Dans une Mazarinade de 1649, intitulée Lettre de Bellerose à l’abbé de la Rivière[1], signée Belleroze, comédien d’honneur et datée de l’hôtel de Bourgogne, le 24 mars, on trouve un passage relatif à la Bellerose, où on lit ce qui suit : « Cette Rodogune, cette impératrice de nos jeux se voit dans un état bien contraire à sa pompe théâtrale. Elle est réduite, il y a déjà assez longtemps, à ne se plus mirer que dans une losange de vitre cassée, ou dans un seau d’eau claire, parce qu’il a été nécessaire qu’elle ait vendu son miroir pour avoir du pain. » Voilà enfin un témoignage contemporain, ou peu s’en faut, qui bien certainement se rapporte à la Rodogune de Corneille, car en 1649 celle de Gilbert devait déjà être oubliée. Il faut nous en tenir à ce renseignement, tout incomplet qu’il est, et compter pour rien les assertions sans preuves des historiens du théâtre.

La Rodogune est du nombre des pièces que Louis XIV fit représenter à Versailles en octobre 1676.

On voit Sertorius, Œdipe, Rodogune,
Rétablis par ton choix dans toute leur fortune,

dit Corneille dans le touchant remercîment qu’il adresse Au Roi en cette occasion.

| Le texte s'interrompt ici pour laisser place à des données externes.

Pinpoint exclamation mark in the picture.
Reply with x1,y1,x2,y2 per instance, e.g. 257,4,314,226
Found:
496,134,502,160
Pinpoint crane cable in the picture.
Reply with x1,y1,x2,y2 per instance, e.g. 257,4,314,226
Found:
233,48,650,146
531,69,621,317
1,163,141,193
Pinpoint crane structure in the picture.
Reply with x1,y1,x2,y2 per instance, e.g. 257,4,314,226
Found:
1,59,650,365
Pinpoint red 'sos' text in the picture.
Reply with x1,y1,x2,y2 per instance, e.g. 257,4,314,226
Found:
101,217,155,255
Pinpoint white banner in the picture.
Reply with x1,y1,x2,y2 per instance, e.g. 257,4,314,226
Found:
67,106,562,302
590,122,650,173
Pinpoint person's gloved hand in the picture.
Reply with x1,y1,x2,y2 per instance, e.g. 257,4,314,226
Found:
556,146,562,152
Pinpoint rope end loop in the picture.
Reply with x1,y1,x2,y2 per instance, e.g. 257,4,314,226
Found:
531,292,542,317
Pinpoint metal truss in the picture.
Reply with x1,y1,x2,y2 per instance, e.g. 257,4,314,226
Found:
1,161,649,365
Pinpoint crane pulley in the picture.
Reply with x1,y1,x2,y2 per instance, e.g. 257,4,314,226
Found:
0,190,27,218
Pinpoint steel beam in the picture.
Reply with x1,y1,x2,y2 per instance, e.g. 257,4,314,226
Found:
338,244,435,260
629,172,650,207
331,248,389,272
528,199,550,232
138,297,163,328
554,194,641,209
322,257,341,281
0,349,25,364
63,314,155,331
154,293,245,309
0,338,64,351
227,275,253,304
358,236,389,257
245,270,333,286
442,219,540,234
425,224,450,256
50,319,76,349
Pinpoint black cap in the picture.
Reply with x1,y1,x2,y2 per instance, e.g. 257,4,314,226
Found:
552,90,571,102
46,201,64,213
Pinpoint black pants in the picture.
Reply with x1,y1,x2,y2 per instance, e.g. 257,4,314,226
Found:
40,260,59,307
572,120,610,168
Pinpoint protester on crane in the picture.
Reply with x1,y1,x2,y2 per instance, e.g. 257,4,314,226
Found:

L’admirable rôle de Cléopatre a été assez souvent choisi par des débutantes : nous pouvons mentionner, d’après Lemazurier, Mlle Aubert, le 13 juin 1712[2] ; Mlle Lamotte, en octobre 1722[3] ; Mlle Balicourt, le 29 novembre 1727[4]. Ces débuts de jeunes actrices dans un rôle de mère donnaient lieu parfois à des scènes fort plaisantes. On a surtout gardé le souvenir du dernier dont nous venons de parler. Quand

  1. Voyez ci-dessus, p. 5 et 6.
  2. Tome II, p. 9.
  3. Tome II, p. 275.
  4. Tome II, p. 12.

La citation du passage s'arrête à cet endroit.